Creating a function which gives us all the necessary details needed for data cleaning and preparation in one place.
dataInfo <- function(df) {
NAvalues <- list(); NAclass <- list(); UniqueVals <- list(); ColName <- names(df); Index <- c(1:dim(df)[2])
for(i in 1:dim(df)[2]) {
NAvalues[i] <- sum(is.na(df[,i]))
NAclass[i] <- class(df[,i])
if(class(df[,i])=="numeric" | class(df[,i])=="integer") {
UniqueVals[i] <- 'Not Applicable'
}
else{
UniqueVals[i] <- length(unique(df[,i]))
}
}
NAlist <- cbind(Index,ColName,NAvalues,NAclass,UniqueVals)
}
Info <- dataInfo(bigmart); Info
## Index ColName NAvalues NAclass
## [1,] 1 "Item_Identifier" 0 "character"
## [2,] 2 "Item_Weight" 2439 "numeric"
## [3,] 3 "Item_Fat_Content" 0 "factor"
## [4,] 4 "Item_Visibility" 0 "numeric"
## [5,] 5 "Item_Type" 0 "factor"
## [6,] 6 "Item_MRP" 0 "numeric"
## [7,] 7 "Outlet_Identifier" 0 "factor"
## [8,] 8 "Outlet_Establishment_Year" 0 "integer"
## [9,] 9 "Outlet_Size" 4016 "factor"
## [10,] 10 "Outlet_Location_Type" 0 "factor"
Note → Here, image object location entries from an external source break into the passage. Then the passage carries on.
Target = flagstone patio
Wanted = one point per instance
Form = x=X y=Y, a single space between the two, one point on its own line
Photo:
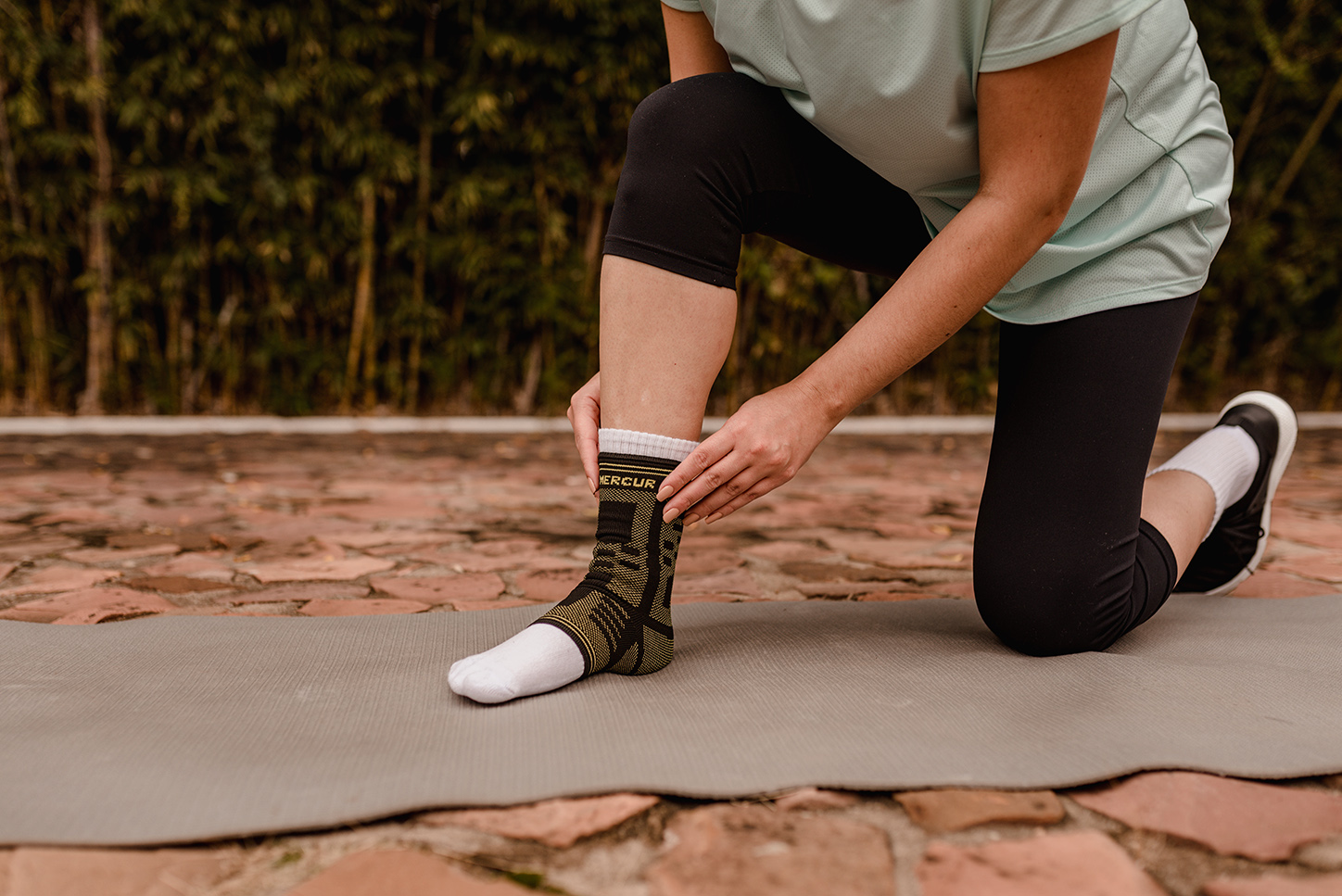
x=98 y=530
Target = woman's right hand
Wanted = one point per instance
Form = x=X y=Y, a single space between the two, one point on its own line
x=586 y=419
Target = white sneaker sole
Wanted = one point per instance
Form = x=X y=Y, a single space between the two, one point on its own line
x=1287 y=429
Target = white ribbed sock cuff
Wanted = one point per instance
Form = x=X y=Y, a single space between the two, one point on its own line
x=1225 y=458
x=628 y=441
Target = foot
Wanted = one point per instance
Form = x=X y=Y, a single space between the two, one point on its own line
x=1232 y=550
x=616 y=620
x=537 y=659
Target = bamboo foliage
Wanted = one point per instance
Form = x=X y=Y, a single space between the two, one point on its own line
x=245 y=206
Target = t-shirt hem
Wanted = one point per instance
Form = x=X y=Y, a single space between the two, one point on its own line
x=1057 y=44
x=1173 y=290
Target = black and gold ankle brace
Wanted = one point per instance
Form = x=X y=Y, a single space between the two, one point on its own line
x=620 y=614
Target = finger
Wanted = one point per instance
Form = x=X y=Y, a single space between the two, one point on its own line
x=715 y=486
x=586 y=417
x=709 y=452
x=758 y=490
x=733 y=492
## [11,] 11 "Outlet_Type" 0 "factor"
## [12,] 12 "Item_Outlet_Sales" 5681 "numeric"
## UniqueVals
## [1,] 1559
## [2,] "Not Applicable"
## [3,] 5
## [4,] "Not Applicable"
## [5,] 16
## [6,] "Not Applicable"
## [7,] 10
## [8,] "Not Applicable"
## [9,] 4
## [10,] 3
## [11,] 4
## [12,] "Not Applicable"
One can conclude that the variables in this dataset may be divided into two categories-
head(table(bigmart$Item_Identifier))
##
## DRA12 DRA24 DRA59 DRB01 DRB13 DRB24
## 9 10 10 8 9 8
min(table(bigmart$Item_Identifier))
## [1] 7
bigmart$Item_Identifier <- as.factor(bigmart$Item_Identifier)
On taking a deeper look at the Item_Identifier variable we notice the following-
Since the second. and third obsevation are somewhat similar to unique ID for each product and it is difficult to get some meaning out of it we will only look into the first observation.
We will try create a new column for Item Category.
bigmart$Item_Category <- str_sub(bigmart$Item_Identifier,start = 1L, end = 2L)
bigmart$Item_Category <- as.factor(bigmart$Item_Category)
head(bigmart$Item_Category)
## [1] FD DR FD FD NC FD
## Levels: DR FD NC
From above we can infer that every product in the dataset appears atleast 7 times. From common knowledge we know that product’s weight remains same be it any sample. Therefore we can impute the missing value in Item_Weight with the weight of same product as identified by Item_Identifier.
imputeWeight <- function(df) {
df %>%
group_by(Item_Identifier) %>%
mutate(Item_Weight = ifelse(is.na(Item_Weight),mean(Item_Weight,na.rm = T),Item_Weight)) %>%
ungroup()
}
Identify_Weight <- bigmart[,c(1,2)]
Identify_Weight <- imputeWeight(Identify_Weight)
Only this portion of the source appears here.